To work with your own data (either a single .txt
file or a directory of them), run the following:
fieldspring --memory 2g import-corpus -i /path/to/your/data -cf p -sg geonames-1dpc.ser.gz -sco corpus-name.ser.gz
This will take some time as it will use a named entity recognizer to identify toponyms. You also may need to adjust the amount of memory if your corpus is large.
You can now run various toponym resolvers on the serialized corpus (corpus-name.ser.gz
) and output the result in a few different ways.

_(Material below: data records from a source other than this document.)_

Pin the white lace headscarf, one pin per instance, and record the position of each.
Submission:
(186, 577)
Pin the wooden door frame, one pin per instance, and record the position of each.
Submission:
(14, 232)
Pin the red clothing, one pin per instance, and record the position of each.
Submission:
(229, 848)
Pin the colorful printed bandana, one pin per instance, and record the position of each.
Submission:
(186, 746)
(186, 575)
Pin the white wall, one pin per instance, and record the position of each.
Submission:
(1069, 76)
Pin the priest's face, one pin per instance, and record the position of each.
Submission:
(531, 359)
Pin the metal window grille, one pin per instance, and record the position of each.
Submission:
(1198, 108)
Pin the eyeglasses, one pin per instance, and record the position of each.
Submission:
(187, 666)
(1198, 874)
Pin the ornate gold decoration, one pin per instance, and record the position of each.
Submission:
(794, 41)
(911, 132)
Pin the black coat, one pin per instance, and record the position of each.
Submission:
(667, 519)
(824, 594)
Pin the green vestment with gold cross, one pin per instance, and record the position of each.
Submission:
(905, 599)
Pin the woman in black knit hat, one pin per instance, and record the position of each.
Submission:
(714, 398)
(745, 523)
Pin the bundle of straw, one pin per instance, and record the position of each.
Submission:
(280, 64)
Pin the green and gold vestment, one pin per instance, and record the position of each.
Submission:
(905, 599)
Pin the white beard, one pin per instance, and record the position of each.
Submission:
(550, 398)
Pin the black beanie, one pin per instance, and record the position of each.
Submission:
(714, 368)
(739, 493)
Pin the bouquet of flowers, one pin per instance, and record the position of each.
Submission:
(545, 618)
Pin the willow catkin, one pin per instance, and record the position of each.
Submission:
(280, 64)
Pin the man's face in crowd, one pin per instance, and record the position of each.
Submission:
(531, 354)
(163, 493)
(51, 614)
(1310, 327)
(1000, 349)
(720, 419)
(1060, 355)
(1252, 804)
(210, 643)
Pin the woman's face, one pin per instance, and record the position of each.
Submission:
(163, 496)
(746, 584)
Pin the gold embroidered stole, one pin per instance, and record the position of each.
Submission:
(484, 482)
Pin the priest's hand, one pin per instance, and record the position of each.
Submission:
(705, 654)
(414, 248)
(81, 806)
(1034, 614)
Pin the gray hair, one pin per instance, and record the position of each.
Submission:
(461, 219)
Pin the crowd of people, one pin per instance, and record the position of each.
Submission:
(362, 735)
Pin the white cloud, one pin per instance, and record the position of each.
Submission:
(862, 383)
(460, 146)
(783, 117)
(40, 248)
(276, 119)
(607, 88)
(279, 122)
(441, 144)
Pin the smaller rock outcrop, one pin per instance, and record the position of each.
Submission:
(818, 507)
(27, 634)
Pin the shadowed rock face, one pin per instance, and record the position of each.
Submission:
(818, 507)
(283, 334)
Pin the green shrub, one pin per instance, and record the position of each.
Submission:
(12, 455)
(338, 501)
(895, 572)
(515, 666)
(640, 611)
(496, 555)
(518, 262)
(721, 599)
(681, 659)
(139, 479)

To run the population baseline, execute this:
fieldspring --memory 2g resolve -sci corpus-name.ser.gz -r population -o corpus-name-pop-resolved.xml -ok corpus-name-pop-resolved.kml -sco corpus-name-pop-resolved.ser.gz
This will resolve your corpus with the population baseline and output the result in TR-CoNLL format (XML) to wherever the -o flag points, a Google Earth readable file (KML) to wherever the -ok flag points, and a serialized resolved corpus to wherever the -sco flag points.
You can visualize the resolved serialized file with Fieldspring's own visualizer by executing this:
fieldspring --memory 8g viz corpus-name-pop-resolved.ser.gz
To run other resolvers, change what the -r flag is set to. Investigating runexps.sh in a text editor should help give you an idea of the resolvers currently supported. Many of them require additional data via additional flags.
Here are some of the commands you'd need to put after -r in order to run various resolvers (in many cases shortenings like 'pop' for population also work):
random
population
bmd (BasicMinDistance)
wmd (WeightedMinDistance, aka SPIDER)
maxent (Maximum Entropy, aka WISTR)
prob (Probabilistic, aka TRAWL)
constructiontpp (ConLAC)
acotpp (TRACO)
Finding where these are invoked in runexps.sh will give you an idea of what you'll need to run them yourself.
Adding the -oracle flag to any resolve command (I recommend random for speed) will use the oracle resolver.